Born in 1805 at Smithfield Plantation in Blacksburg, Virginia, William Ballard Preston entered Hampden–Sydney College in 1821, where he was active in literary and forensic activities. Graduating in 1824, Preston studied law at the University of Virginia and was admitted to the bar in 1826. In 1831 he became the Commonwealth's Attorney for Floyd County, Virginia. He married Lucinda Redd of Henry County, Virginia.[1]
The young attorney soon entered politics as a Whig and was elected to the Virginia House of Delegates in 1830. During the 1831–1832 session, he took an active part in the campaign to abolish slavery. Then there followed an eight-year hiatus in his political activities during which he returned to the practice of law. In 1840, he was elected to the State Senate, where he served from 1840 to 1844, before returning to the House of Delegates. In 1846, he was elected to the United States House of Representatives.
In March 1849, President Zachary Taylor appointed the Preston Secretary of the Navy. During Preston's tenure in that office, the United States Navy acquired new duties in the course of America's westward expansion and acquisition of California. Trade and commerce in the Pacific Ocean beckoned, and the Stars and Stripes flew from the masts of Navy ships in Chinese waters, while the shores of Japan, then unopened to the west, presented a tantalizing possibility for commercial intercourse. The Navy also was progressing through a technological transition, especially in the area of moving from sails to steam propulsion, and with the improvements in gunnery and naval ordnance. Upon the death of President Taylor, new President Millard Fillmore reorganized the Cabinet and appointed William Alexander Graham Secretary of the Navy. Preston retired from office and withdrew from politics and public life.
Resuming his private law practice, Preston acquired a reputation for being a fine defense lawyer before being sent to France in 1858 to negotiate for the establishment of a line of commercial steamers to operate between Le Havre and Norfolk. The mission to France progressed well, and the project appeared promising until it was brought to naught by the American Civil War.
As states in the lower South seceded from the Union, the pressure mounted upon Virginia to do likewise. Moderate sentiment still held sway through 1860; but, early in 1861, increasing tensions forced Virginians to consider secession. On February 13, 1861, the secession convention met in Richmond and numbered William B. Preston amongst the delegates. As the Confederacy was established and the United States divided into two hostile camps, both sides moved steadily toward open conflict.
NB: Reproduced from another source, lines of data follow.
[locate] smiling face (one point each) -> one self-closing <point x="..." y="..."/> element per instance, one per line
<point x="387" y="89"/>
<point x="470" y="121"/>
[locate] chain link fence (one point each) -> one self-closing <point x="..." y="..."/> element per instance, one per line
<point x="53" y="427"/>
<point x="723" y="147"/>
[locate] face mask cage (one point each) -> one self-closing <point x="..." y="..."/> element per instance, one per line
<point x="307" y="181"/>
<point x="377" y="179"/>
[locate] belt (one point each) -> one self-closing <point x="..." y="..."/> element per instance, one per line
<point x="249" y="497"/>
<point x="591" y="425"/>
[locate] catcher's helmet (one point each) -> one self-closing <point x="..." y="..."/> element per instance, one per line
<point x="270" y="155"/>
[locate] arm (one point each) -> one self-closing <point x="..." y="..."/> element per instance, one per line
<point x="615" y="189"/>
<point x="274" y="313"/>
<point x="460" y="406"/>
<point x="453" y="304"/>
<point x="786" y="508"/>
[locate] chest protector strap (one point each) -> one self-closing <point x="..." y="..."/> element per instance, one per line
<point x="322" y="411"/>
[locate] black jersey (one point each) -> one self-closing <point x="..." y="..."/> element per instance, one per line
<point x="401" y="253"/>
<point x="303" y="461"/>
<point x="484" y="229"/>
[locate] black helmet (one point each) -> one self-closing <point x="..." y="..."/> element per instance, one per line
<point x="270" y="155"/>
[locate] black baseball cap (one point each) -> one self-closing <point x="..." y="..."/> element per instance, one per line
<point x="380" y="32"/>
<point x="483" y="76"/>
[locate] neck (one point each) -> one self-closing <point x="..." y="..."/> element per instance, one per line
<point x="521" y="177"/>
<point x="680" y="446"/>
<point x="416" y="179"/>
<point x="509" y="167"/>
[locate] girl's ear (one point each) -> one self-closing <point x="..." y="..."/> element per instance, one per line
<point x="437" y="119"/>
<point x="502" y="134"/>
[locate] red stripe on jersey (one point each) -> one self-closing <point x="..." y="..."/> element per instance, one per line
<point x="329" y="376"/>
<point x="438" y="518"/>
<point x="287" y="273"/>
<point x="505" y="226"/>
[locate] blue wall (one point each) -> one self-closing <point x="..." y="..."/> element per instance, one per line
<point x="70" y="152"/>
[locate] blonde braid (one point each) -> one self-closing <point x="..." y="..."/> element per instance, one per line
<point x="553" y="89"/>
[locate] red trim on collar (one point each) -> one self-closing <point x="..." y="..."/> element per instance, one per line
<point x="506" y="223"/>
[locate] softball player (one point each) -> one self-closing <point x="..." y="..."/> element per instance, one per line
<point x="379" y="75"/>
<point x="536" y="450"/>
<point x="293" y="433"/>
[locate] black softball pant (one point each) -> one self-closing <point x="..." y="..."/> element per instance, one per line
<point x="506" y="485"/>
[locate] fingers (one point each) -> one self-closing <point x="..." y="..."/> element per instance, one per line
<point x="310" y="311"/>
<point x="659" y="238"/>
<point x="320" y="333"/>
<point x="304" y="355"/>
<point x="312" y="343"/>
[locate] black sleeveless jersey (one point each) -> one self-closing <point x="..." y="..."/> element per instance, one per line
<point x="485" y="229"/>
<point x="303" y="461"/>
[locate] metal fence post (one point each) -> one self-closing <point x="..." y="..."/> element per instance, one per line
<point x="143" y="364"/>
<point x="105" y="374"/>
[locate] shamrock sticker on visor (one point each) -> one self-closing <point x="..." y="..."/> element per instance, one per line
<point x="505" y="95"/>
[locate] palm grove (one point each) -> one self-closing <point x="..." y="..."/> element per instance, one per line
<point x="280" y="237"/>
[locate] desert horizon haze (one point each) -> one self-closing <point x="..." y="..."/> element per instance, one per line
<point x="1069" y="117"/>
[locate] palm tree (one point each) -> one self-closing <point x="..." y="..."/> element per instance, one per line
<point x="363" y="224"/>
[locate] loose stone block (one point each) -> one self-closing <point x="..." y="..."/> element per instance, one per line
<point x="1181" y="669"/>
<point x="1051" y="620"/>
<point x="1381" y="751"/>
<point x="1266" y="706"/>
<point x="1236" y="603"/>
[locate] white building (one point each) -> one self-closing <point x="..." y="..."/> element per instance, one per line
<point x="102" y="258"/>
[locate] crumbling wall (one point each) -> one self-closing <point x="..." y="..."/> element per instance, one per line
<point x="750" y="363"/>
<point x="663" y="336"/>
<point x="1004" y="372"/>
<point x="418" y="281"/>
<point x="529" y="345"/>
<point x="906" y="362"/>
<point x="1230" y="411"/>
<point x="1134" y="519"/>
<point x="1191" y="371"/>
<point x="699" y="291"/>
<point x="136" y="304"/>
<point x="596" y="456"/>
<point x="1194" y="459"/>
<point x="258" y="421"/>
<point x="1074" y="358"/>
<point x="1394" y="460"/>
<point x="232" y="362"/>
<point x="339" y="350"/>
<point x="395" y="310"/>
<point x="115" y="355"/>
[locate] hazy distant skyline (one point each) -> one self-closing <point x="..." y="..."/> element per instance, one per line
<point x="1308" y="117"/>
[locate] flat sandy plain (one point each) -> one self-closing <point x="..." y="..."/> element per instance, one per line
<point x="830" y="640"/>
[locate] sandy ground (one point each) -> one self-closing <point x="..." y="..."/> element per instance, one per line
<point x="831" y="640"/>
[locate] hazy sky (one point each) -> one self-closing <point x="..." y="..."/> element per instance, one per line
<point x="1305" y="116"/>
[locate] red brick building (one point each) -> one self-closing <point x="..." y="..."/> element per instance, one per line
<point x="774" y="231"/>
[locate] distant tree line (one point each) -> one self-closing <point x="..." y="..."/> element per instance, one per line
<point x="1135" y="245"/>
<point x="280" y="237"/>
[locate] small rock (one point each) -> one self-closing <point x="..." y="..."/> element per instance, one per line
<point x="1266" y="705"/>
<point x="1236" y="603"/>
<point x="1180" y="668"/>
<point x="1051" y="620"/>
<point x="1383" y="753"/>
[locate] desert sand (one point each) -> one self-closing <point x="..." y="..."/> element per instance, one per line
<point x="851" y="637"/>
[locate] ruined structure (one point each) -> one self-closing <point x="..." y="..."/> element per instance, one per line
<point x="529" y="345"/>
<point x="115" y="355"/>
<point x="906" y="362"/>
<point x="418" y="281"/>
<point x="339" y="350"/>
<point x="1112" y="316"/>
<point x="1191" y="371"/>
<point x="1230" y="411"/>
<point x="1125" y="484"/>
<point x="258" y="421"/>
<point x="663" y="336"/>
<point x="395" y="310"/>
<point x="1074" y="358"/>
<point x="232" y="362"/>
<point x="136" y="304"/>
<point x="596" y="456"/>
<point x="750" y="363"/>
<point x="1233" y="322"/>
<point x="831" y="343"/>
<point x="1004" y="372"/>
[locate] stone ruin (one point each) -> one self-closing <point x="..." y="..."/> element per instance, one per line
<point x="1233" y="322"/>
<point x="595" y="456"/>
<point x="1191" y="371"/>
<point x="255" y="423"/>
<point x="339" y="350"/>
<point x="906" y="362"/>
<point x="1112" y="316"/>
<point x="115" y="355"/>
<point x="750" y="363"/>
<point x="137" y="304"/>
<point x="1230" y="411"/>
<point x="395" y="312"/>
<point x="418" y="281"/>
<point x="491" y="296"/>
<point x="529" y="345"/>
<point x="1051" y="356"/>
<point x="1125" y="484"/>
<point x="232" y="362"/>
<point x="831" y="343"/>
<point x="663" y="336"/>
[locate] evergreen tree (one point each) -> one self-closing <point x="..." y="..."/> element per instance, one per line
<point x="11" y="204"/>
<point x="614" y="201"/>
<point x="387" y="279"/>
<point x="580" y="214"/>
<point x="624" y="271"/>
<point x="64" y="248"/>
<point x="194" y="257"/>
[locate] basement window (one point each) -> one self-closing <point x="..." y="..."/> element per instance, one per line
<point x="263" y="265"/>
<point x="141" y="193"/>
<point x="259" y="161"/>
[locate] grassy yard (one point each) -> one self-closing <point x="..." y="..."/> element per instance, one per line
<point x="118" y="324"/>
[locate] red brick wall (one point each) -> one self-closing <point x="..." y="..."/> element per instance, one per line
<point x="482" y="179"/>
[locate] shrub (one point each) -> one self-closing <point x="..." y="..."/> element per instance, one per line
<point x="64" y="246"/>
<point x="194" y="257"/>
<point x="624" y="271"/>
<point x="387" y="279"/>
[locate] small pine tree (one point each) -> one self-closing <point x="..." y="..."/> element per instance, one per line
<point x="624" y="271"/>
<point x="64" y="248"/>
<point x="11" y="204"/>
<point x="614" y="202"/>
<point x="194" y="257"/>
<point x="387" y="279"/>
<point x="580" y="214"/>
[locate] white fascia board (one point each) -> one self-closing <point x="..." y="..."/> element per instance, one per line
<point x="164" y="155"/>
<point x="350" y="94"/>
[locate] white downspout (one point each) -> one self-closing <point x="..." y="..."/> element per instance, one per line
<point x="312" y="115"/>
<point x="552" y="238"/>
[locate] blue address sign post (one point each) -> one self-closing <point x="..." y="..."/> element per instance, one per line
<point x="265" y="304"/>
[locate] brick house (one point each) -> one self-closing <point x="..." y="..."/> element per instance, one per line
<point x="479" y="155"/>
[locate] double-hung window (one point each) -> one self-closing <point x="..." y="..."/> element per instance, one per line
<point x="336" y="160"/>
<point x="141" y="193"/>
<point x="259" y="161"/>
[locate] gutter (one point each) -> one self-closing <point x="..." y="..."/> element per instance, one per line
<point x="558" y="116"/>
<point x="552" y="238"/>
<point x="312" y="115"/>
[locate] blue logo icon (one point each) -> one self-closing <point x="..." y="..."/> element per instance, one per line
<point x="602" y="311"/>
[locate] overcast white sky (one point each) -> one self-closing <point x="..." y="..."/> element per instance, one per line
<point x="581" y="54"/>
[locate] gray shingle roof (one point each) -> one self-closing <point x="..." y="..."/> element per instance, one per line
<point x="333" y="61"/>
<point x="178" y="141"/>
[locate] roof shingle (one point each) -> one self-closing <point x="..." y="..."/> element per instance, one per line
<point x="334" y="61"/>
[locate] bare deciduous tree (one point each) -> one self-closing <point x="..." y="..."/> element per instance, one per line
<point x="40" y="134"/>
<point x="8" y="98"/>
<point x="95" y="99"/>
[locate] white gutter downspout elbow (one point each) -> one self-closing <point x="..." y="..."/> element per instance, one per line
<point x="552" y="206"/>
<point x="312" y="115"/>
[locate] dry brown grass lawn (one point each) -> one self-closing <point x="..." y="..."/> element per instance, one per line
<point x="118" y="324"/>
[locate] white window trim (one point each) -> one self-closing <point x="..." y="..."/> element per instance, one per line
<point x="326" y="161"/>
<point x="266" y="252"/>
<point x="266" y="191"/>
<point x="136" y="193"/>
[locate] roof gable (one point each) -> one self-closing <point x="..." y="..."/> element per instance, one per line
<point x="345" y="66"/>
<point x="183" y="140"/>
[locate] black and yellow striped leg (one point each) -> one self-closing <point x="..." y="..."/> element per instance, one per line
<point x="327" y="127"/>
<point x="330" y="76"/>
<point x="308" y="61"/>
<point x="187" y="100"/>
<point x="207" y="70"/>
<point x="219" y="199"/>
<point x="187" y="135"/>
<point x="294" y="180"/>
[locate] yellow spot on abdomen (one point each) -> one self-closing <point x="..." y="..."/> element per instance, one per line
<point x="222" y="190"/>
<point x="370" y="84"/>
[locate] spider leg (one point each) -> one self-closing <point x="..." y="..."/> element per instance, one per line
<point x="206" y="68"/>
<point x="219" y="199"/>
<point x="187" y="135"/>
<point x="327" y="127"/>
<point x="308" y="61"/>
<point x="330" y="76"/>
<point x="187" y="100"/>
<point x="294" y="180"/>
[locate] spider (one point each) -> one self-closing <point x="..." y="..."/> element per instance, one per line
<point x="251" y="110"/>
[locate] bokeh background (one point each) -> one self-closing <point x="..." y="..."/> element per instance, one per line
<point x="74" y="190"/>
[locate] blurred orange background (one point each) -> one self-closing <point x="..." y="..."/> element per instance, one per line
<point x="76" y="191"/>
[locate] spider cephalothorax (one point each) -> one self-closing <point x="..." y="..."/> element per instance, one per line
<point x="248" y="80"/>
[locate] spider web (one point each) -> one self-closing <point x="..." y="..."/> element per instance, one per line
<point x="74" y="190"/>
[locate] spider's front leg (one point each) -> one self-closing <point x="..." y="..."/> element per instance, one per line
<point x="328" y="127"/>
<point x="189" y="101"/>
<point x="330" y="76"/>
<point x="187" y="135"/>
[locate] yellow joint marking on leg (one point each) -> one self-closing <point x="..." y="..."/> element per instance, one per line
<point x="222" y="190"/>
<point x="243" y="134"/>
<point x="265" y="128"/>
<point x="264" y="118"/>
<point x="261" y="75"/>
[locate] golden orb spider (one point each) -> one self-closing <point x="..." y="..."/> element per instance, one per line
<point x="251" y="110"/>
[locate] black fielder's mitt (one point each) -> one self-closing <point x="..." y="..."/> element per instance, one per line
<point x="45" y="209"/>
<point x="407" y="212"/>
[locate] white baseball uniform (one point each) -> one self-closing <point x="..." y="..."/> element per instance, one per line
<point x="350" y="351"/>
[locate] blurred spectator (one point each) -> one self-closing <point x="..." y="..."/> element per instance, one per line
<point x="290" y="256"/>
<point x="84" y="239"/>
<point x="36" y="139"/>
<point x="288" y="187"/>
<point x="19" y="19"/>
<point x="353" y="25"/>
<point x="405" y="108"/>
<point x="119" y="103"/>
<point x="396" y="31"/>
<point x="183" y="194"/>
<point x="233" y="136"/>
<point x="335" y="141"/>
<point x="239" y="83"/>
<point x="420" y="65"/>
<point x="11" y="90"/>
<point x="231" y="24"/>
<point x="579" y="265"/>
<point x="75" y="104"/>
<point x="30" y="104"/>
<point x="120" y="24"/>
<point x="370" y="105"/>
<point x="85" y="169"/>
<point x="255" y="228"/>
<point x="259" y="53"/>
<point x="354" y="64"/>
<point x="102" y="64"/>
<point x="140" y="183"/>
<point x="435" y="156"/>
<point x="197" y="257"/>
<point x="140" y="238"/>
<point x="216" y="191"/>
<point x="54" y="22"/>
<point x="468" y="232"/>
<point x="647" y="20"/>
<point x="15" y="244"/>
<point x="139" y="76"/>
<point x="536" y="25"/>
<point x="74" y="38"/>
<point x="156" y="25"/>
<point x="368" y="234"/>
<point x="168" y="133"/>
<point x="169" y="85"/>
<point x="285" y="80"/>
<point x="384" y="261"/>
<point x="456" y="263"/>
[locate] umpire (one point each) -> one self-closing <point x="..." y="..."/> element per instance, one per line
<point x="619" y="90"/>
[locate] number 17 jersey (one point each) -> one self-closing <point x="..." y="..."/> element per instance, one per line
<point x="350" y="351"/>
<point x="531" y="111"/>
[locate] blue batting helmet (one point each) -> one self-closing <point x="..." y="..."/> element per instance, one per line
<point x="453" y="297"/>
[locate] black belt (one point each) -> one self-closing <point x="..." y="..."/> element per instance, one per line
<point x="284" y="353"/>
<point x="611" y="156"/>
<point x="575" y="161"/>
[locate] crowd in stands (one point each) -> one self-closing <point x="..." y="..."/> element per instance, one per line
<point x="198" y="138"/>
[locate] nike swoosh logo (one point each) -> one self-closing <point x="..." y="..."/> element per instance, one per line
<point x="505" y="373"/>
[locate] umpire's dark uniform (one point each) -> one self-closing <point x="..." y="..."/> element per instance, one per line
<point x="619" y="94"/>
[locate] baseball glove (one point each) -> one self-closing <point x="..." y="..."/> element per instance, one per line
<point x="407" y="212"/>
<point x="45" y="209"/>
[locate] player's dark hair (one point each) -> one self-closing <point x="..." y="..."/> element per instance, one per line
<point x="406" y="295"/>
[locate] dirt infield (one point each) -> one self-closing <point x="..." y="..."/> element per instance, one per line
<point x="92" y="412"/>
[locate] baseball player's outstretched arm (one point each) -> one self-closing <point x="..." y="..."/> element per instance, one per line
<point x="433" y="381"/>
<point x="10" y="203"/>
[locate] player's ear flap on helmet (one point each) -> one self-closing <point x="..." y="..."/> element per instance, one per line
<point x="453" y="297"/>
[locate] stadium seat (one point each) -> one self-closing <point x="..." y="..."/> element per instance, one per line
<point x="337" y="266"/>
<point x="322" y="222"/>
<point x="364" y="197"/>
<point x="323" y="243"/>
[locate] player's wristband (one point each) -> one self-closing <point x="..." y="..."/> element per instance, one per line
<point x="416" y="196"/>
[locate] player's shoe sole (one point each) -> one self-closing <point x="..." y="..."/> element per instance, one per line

A special delegation, composed of William B. Preston, Alexander H.H. Stuart, and George W. Randolph, traveled to Washington, D.C. where they met President Abraham Lincoln on April 12. Finding the President firm in his resolve to hold the Federal forts in the South, the three men returned to Richmond on April 15. With the news of the firing on Fort Sumter in South Carolina on April 12, 1861, conservative and moderate strength in the secessionist convention melted away. On April 16, convinced that secession was inevitable, William B. Preston submitted, in secret session, an ordinance of secession. Supported 88 to 55, the Preston Resolution passed, and Virginia left the Union.
Elected C.S. Senator from Virginia in the Confederate States Congress, he served in that legislative body until his death at Smithfield Plantation in 1862. He is interred at the Preston Cemetery in Blacksburg, Virginia, near Smithfield Plantation.
USS William B. Preston (DD-344) was named after him.